Well, that’s a complicated question, isn’t it?
If you’ve read my book Too Busy to be Happy, you might think that I’ve made some sort of mistake in the question. That maybe I’ve gotten my words twisted—but I can assure you, I haven’t.
The question of whether or not busyness brings happiness has been challenging me ever since I first came up with the concept for my book. While many of us are too busy to be happy (and once we realize we are, there’s no going back), what’s a little more complicated is whether or not some busyness brings happiness.

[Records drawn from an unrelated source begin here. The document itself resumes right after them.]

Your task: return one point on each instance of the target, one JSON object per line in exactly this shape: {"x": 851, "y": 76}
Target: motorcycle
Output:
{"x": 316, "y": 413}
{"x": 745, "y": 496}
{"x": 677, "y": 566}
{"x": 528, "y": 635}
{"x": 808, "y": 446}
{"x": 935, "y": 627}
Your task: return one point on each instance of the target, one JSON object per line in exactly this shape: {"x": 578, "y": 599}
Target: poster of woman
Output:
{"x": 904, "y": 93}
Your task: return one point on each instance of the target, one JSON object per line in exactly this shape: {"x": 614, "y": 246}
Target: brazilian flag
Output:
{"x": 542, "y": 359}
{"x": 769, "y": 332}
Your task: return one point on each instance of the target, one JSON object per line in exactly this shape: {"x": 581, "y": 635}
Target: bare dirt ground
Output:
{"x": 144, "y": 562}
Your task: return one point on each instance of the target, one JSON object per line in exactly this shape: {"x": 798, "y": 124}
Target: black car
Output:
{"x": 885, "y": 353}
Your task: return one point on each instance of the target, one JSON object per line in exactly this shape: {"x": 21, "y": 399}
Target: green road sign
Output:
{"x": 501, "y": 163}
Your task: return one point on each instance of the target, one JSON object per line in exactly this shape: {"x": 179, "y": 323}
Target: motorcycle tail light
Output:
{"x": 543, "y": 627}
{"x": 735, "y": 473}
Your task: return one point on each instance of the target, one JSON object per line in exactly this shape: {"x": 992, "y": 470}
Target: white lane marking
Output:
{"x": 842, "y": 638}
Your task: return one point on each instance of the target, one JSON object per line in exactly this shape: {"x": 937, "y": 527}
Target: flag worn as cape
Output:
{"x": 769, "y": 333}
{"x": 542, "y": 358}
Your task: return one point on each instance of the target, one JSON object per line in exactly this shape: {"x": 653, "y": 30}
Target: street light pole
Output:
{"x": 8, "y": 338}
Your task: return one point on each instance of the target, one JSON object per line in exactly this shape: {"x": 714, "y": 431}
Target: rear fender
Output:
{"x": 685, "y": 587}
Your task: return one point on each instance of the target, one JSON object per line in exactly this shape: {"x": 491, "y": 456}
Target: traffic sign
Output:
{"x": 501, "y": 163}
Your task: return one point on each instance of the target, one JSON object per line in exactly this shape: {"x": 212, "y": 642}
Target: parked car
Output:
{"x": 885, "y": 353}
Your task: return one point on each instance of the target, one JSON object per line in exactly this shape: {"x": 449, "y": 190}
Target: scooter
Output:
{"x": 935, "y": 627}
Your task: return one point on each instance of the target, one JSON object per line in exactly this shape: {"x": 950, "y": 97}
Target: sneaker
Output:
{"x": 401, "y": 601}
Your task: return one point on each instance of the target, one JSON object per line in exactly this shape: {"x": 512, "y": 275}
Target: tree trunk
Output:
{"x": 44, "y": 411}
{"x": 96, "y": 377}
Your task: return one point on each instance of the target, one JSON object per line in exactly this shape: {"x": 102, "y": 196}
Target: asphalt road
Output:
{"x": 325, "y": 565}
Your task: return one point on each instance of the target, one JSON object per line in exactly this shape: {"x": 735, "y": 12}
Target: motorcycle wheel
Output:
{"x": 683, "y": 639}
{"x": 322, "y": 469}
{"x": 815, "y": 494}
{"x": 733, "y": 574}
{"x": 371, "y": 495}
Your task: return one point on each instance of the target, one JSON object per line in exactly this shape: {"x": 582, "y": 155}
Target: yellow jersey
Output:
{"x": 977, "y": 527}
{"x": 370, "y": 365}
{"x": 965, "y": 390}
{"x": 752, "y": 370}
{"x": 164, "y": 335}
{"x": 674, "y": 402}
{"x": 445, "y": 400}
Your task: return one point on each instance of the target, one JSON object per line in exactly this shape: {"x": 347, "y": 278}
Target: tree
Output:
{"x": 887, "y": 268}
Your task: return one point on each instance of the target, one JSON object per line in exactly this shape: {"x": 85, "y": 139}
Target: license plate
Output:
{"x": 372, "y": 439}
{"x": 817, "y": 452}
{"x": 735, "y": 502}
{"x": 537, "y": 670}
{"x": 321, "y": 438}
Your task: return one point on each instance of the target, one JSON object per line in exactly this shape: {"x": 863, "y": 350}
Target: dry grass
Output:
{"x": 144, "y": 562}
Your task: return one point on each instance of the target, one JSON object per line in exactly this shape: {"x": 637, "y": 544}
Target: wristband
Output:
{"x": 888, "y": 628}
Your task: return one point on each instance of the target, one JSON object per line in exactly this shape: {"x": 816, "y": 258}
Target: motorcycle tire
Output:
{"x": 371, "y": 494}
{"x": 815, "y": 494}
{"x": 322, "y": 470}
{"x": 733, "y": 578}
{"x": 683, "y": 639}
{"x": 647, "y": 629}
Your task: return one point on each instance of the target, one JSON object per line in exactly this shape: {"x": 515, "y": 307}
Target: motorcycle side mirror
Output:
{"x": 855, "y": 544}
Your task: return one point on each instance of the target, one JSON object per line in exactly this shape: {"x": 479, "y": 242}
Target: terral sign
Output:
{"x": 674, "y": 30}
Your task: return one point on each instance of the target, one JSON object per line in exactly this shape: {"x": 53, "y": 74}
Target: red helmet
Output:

Many would argue it does. Having a packed social calendar, a firm exercise schedule, a challenging career—all of those items keep us busy, and most likely, they also make us happy. But that’s not guaranteed.
Take this past year, for example. As COVID-19 swept the globe, we were all forced into new routines that likely eliminated some of the activities that usually kept us busy. We could no longer meet friends for dinner or drinks, see family members for meals or occasions, commute into an office, or attend weddings or other large gatherings.
For some, that left them with an abundance of newfound free time. For others, their societal support crumbled and they were forced to manage on their own, leaving them busier than ever.
But regardless of where you fall on the spectrum, the pandemic made us all reevaluate our busyness and our happiness.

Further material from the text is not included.